People prefer to believe that, with enough fact gathering, insight, and the heart-to-heart sharing of honest, heretofore suppressed, and probably embarrassing emotion, any problem can be sourced and solved. In fact, knowing why you’ve got a bad habit usually gives you no ability to stop it, and the search for deeper knowledge sometimes serves as an excuse for waiting until it’s easier to stop, which it never is. So getting to the root of your problem is often antitherapeutic, and, at worst, a giant waste of time.
Or, if therapy hasn’t solved a problem, you wonder whether it’s been intense and long-lasting enough, or if you’ve been sincere enough, or if your therapist is skilled enough. If the problem involves a relationship, you wonder if you’ve worked hard enough to express painful and negative feelings—which again, surprise, often makes things worse.
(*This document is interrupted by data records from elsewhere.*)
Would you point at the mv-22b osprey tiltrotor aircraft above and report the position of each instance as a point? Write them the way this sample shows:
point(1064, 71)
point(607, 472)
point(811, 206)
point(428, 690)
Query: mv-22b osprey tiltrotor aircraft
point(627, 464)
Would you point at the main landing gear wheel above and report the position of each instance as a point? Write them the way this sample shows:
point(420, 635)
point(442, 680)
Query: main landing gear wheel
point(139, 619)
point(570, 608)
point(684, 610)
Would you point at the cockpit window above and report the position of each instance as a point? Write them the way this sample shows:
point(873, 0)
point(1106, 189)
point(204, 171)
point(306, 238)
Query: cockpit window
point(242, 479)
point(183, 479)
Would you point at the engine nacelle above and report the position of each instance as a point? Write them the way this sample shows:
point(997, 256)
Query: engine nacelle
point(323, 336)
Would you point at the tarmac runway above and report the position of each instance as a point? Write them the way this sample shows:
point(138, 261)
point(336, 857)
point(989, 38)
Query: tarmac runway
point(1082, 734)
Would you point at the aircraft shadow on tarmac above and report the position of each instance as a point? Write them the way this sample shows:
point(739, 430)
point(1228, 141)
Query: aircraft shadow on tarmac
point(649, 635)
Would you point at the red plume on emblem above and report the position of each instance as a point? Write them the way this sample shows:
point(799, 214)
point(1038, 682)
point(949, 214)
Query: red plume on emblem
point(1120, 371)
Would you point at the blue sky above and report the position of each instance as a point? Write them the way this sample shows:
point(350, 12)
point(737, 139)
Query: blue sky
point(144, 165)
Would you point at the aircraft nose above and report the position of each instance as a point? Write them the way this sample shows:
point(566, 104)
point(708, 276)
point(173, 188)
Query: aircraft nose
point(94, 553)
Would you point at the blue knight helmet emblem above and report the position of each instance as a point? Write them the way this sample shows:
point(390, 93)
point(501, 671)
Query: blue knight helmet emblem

Here are telltale signs that your quest for a deep solution—or Holy Grail—must end:
• The amount of searching you put in is inverse to the amount you have been able to change your problem
• Your friends, kids, and pets have made it clear that the subject of your past/problems/bullshit is closed
• Your therapist has been less blunt than your friends, kids, and pets, but is clearly falling asleep
• You’ve revised the past so many times, your déjà vu has déjà vu
Among the wishes people express when they feel there must be an answer to an unsolvable problem are:
• To figure out what happened that caused them to lose the control they once had
• To find out why they can’t do something when they’ve always been good at doing something similar
• To understand why they can’t stop being drawn to doing something bad
Here are three examples:
I don’t understand why I started drinking again after ten years of sobriety. I had no desire to drink—going to bars didn’t bother me, nor did having liquor in the house or being around friends who were drinking. Then suddenly I was tense over a problem at work, and I figured I should be able to control myself after all these years, so I had a drink. It was fine, I had only one, and kept to a one-per-day limit until a week later, and now, three months later, I have no control over my drinking and I’m back to square one. My goal is to figure out what happened to me and why.